What is a CDP (Customer Data Platform)?

Customer Data Platform: The goal of a CDP is to gather all customer data and concentrate it into unified profiles. This enables brands to work easily with them.

We have all heard stories of tools that can function as a hub or central location for customer data. Certainly there has never been a shortage of technologies that claim to provide a “single view of the customer” or a “360-degree customer profile”.

But there really hasn’t been a type of platform that has the potential to bring all the data together and make it useful to the marketer at the same time.

Customer Data Platform

David Raab (https://www.linkedin.com/in/david-raab-22146b/), a respected analyst at Martech and Adtech, was the first to define the CDP category in 2013, and his definition reads.

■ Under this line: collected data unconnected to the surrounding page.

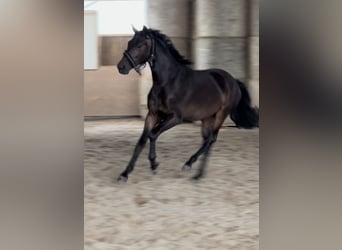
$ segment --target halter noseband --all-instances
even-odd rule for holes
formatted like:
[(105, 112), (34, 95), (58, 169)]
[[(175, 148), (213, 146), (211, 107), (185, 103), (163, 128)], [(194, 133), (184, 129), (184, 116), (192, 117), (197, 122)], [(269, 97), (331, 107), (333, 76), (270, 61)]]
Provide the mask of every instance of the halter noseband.
[[(154, 52), (155, 52), (155, 41), (153, 39), (152, 36), (150, 36), (150, 39), (151, 39), (151, 50), (150, 50), (150, 55), (147, 59), (147, 62), (150, 64), (150, 67), (152, 68), (154, 66), (154, 62), (153, 62), (153, 59), (154, 59)], [(128, 50), (125, 50), (125, 52), (123, 53), (124, 57), (126, 57), (126, 59), (128, 60), (128, 62), (131, 64), (132, 68), (134, 68), (134, 70), (139, 74), (141, 75), (141, 72), (140, 70), (145, 68), (146, 66), (146, 62), (145, 63), (142, 63), (142, 64), (137, 64), (135, 61), (134, 61), (134, 58), (131, 56), (131, 54), (128, 52)]]

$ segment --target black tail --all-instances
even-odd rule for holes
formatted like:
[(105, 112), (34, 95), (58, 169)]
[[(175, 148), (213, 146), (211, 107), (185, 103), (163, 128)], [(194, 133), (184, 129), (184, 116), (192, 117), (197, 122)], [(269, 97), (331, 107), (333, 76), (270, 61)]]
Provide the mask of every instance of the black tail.
[(241, 99), (236, 109), (230, 114), (230, 118), (238, 128), (259, 127), (259, 111), (251, 107), (251, 98), (246, 86), (239, 80), (236, 81), (241, 90)]

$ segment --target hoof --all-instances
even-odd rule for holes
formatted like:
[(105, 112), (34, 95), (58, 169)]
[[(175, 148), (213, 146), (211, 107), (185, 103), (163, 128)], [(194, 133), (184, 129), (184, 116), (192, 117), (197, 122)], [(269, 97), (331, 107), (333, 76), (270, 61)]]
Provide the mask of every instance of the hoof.
[(191, 166), (188, 165), (188, 164), (185, 164), (185, 165), (182, 167), (182, 171), (184, 171), (184, 172), (188, 172), (188, 171), (190, 171), (190, 170), (191, 170)]
[(203, 177), (203, 174), (196, 174), (194, 175), (191, 179), (194, 181), (198, 181), (199, 179), (201, 179)]
[(119, 183), (127, 182), (127, 179), (128, 179), (128, 177), (120, 175), (119, 178), (118, 178), (118, 182)]
[(152, 173), (153, 173), (153, 174), (157, 174), (157, 173), (158, 173), (158, 166), (159, 166), (159, 163), (158, 163), (158, 162), (154, 163), (154, 164), (151, 166), (151, 170), (152, 170)]

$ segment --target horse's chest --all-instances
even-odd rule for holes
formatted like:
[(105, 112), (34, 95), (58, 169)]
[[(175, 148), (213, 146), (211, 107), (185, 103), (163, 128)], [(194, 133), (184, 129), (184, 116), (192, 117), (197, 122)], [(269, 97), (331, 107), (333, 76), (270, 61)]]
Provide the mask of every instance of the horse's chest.
[(169, 113), (172, 109), (171, 99), (164, 88), (152, 89), (148, 96), (149, 109)]

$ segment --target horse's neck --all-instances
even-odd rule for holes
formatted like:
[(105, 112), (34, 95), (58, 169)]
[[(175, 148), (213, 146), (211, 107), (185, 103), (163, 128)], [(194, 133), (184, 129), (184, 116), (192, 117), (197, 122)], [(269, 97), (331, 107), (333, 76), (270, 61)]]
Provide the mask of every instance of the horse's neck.
[(181, 65), (176, 59), (164, 48), (157, 43), (153, 66), (151, 67), (154, 85), (165, 85), (169, 83), (175, 74), (180, 70)]

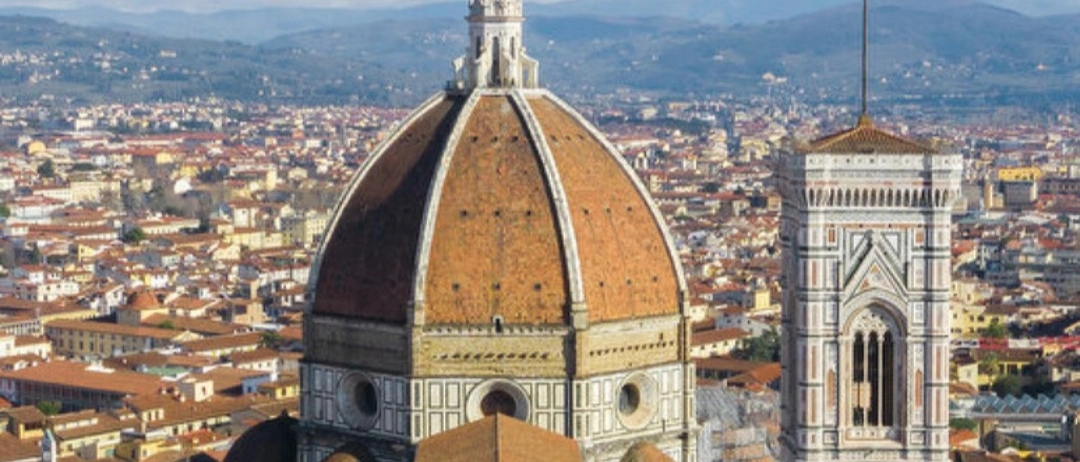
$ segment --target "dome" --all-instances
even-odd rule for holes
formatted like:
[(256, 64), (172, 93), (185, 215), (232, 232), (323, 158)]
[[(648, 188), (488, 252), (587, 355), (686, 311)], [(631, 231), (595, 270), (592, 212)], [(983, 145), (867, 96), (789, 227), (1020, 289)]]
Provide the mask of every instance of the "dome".
[(323, 462), (378, 462), (363, 444), (352, 443), (334, 451)]
[(251, 427), (229, 449), (225, 462), (295, 462), (298, 421), (288, 414)]
[(591, 322), (676, 314), (666, 233), (620, 155), (549, 92), (448, 92), (349, 187), (314, 312), (534, 325), (568, 323), (573, 307)]
[(127, 307), (133, 310), (151, 310), (160, 308), (161, 303), (158, 302), (157, 297), (152, 292), (140, 290), (128, 299)]
[(639, 442), (631, 446), (619, 462), (674, 462), (674, 460), (660, 451), (656, 445)]

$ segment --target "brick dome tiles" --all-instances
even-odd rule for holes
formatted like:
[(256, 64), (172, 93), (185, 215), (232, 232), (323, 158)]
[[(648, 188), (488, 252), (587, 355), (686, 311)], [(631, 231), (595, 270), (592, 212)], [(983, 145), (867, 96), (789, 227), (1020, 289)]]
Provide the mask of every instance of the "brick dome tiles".
[(546, 91), (437, 97), (339, 205), (316, 314), (555, 325), (677, 314), (663, 224), (618, 154)]

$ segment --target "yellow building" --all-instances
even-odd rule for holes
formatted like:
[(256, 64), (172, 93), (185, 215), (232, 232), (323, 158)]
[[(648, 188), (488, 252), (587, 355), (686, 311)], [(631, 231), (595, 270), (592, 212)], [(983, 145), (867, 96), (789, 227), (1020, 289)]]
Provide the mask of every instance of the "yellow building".
[(764, 314), (769, 312), (779, 312), (780, 307), (773, 305), (772, 291), (768, 287), (757, 287), (750, 291), (750, 309), (751, 314)]
[(97, 460), (109, 457), (124, 429), (135, 428), (138, 422), (123, 421), (112, 415), (85, 410), (58, 415), (49, 419), (57, 440), (57, 455)]
[[(979, 367), (978, 378), (978, 385), (983, 389), (990, 387), (997, 378), (1006, 375), (1020, 377), (1025, 384), (1031, 383), (1037, 375), (1035, 368), (1042, 356), (1042, 350), (1019, 348), (1000, 350), (979, 348), (971, 352), (972, 359), (983, 365)], [(997, 370), (987, 369), (986, 366), (989, 364), (996, 365)]]
[(73, 202), (98, 202), (101, 200), (101, 192), (108, 188), (103, 181), (94, 179), (72, 180), (71, 200)]
[(300, 378), (296, 376), (282, 377), (274, 382), (266, 382), (259, 385), (259, 394), (273, 399), (287, 399), (300, 397)]
[(266, 232), (258, 228), (235, 228), (225, 234), (225, 242), (248, 249), (261, 249), (265, 235)]
[(1003, 313), (989, 313), (985, 306), (966, 305), (953, 301), (952, 335), (954, 338), (981, 337), (993, 323), (1007, 325), (1008, 316)]
[(45, 325), (45, 335), (57, 354), (81, 358), (140, 353), (199, 338), (191, 332), (93, 321), (53, 321)]
[(962, 358), (952, 361), (949, 365), (950, 377), (953, 382), (970, 385), (971, 388), (979, 389), (979, 363), (972, 358)]
[(1012, 183), (1017, 181), (1039, 181), (1043, 171), (1039, 167), (1014, 167), (998, 170), (998, 181)]
[(45, 143), (42, 143), (41, 141), (31, 141), (29, 143), (26, 143), (26, 146), (23, 147), (23, 149), (26, 151), (26, 155), (28, 156), (38, 156), (48, 152), (48, 147), (45, 146)]

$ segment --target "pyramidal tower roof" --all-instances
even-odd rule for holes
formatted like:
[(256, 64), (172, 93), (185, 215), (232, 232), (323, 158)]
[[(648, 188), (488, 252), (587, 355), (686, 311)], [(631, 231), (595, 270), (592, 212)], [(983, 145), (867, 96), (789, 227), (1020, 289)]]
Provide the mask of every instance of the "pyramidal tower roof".
[(825, 136), (802, 149), (806, 154), (936, 154), (937, 150), (874, 126), (870, 116), (870, 2), (863, 0), (862, 110), (854, 128)]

“A CDP is a brand-managed system that creates a continuous, unified customer database that is accessible to other systems”.

How is a CDP different from other systems?

What are the major differences between a CDP and systems such as a CRM or a DMP?

Customer Data Platform

Customer Data Platform differences with CRMs.

Developers and Marketeers created CRM systems to interact with customers. This, based on historical and general customer data to create a continuous customer profile. They are not built to ingest large volumes of data from other sources.

A CDP is capable of connecting all types and sources of customer data. Both internal and external data, structured or unstructured, batch or flow. This allows brands to have a much more complete view and customers understanding. Then, to act on these data even in real time.

Differences with DMPs.

It is easy to confuse a DMP with a CDP. Developers designed the DMPs to serve ads and allow retargeting using cookies. They focus more on anonymous segments and categories than on individual clients. In a DMP, much of the information is anonymous and usually expires after 90 days (the lifetime of the cookie).

The CDP creates a unified customer profile. That means it stores the data and maintains the history. Then, by combining it with all the data about its customers, unique records are obtained.

Specialists designed DMPs to target anonymous users for advertising. Marketeers created CDPs as a database of identified customers information to use for more than just advertising.